Einführung

In den Jahren 2015‑2018 erlebte Europa einen rasanten Anstieg populistischer Parteien. Der Brexit, das Erstarken der AfD in Deutschland und der Aufstieg der PiS in Polen sind nur einige markante Beispiele. Während die öffentliche Debatte häufig Migration als Hauptursache nennt, liefert eine aktuelle Untersuchung der University of Cambridge ein völlig anderes Bild.

Finanzielle Unsicherheit als stärkster Prädiktor

Unter der Leitung von Soziologin Lorenza Antonucci wurden mehr als 75 000 Befragte aus zehn Ländern ausgewertet. Die Analyse ergab, dass persönliche Geldsorgen – etwa Schwierigkeiten, Rechnungen zu begleichen, oder das Fehlen finanzieller Rücklagen – die robusteste Vorhersage für die Wahl populistischer Parteien darstellen. In Deutschland, Frankreich und Schweden stieg die Wahrscheinlichkeit, für radikale Gruppierungen zu stimmen, um bis zu 20 % bei Menschen mit akuter Geldknappheit.

Unzufriedenheit am Arbeitsplatz

Ein zweiter, gleich bedeutender Faktor ist die Frustration im Job. Wer unter hoher Arbeitsbelastung, stagnierenden Löhnen oder mangelnder Mitbestimmung leidet, tendiert stärker zu populistischen Optionen. Laut der Studie führte diese Unzufriedenheit in mehreren großen europäischen Staaten zu einem Anstieg der Stimmen für populistische Kräfte um rund zwölf Prozent.

Geschlechtsspezifische Unterschiede

Die Untersuchung deckt zudem geschlechtsspezifische Muster auf. Männer reagieren besonders empfindlich auf Arbeitsplatzunsicherheit und Statusverlust. Bei starkem Unmut am Arbeitsplatz steigt die Wahrscheinlichkeit, rechtsradikale Parteien zu unterstützen, von 12 % auf 20 %. Frauen hingegen lassen sich stärker von direkten finanziellen Belastungen leiten; ihre Neigung, populistische Kandidaten zu wählen, wächst von 18 % auf 25 %, sobald Geldsorgen überhandnehmen.

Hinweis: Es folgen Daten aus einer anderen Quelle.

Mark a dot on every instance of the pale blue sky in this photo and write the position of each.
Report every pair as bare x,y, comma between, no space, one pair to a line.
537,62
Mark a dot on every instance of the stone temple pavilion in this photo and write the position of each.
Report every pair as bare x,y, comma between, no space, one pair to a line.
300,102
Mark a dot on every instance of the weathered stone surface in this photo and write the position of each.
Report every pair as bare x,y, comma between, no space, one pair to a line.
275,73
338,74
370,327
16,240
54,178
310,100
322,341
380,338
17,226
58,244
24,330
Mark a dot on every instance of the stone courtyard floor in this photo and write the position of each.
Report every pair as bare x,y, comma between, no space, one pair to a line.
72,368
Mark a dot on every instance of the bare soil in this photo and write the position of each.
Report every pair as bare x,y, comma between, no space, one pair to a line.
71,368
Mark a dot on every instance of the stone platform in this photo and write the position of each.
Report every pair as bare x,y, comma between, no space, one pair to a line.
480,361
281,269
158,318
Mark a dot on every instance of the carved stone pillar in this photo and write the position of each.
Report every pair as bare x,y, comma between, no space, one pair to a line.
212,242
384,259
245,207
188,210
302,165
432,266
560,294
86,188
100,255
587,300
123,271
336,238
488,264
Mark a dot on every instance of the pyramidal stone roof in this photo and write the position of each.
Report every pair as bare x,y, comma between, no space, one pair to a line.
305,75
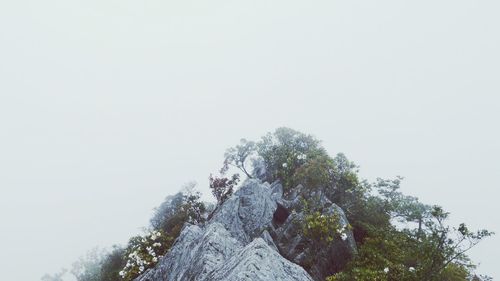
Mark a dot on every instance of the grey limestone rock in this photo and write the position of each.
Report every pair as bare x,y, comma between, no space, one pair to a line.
255,235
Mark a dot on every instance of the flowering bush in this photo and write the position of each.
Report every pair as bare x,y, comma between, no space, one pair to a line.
144,252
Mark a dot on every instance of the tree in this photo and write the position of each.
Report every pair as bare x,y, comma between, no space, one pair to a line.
222,187
88,267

Warum Migration trotzdem im Mittelpunkt steht

Obwohl Migration nicht die Hauptursache ist, wird das Thema häufig als bequemer Sündenbock genutzt. Wirtschaftliche Ängste und das Gefühl, den sozialen Aufstieg zu verlieren, lassen sich leicht auf externe Gruppen projizieren. Populisten greifen diese Dynamik auf, indem sie einfache Schuldzuweisungen und nationale Solidaritätsrufe formulieren.

Implikationen für die Politik

Die Autoren argumentieren, dass die traditionellen Parteien in den vergangenen Jahrzehnten zu stark auf Marktliberalisierung und flexible Arbeitsmodelle gesetzt haben, während soziale Sicherungsnetze vernachlässigt wurden. Dieser Rückgang der "Bestänsigkeitssicherheit" schuf ein Vakuum, das populistische Bewegungen exploitiert haben – sowohl links durch Umverteilung als auch rechts durch nationalistisches Vokabular.

Die Studie macht deutlich, dass die europäische Populismus‑Welle weniger ein Symptom ideologischer Radikalisierung ist, sondern vielmehr ein Echo alltäglicher ökonomischer Unsicherheit und beruflicher Perspektivlosigkeit.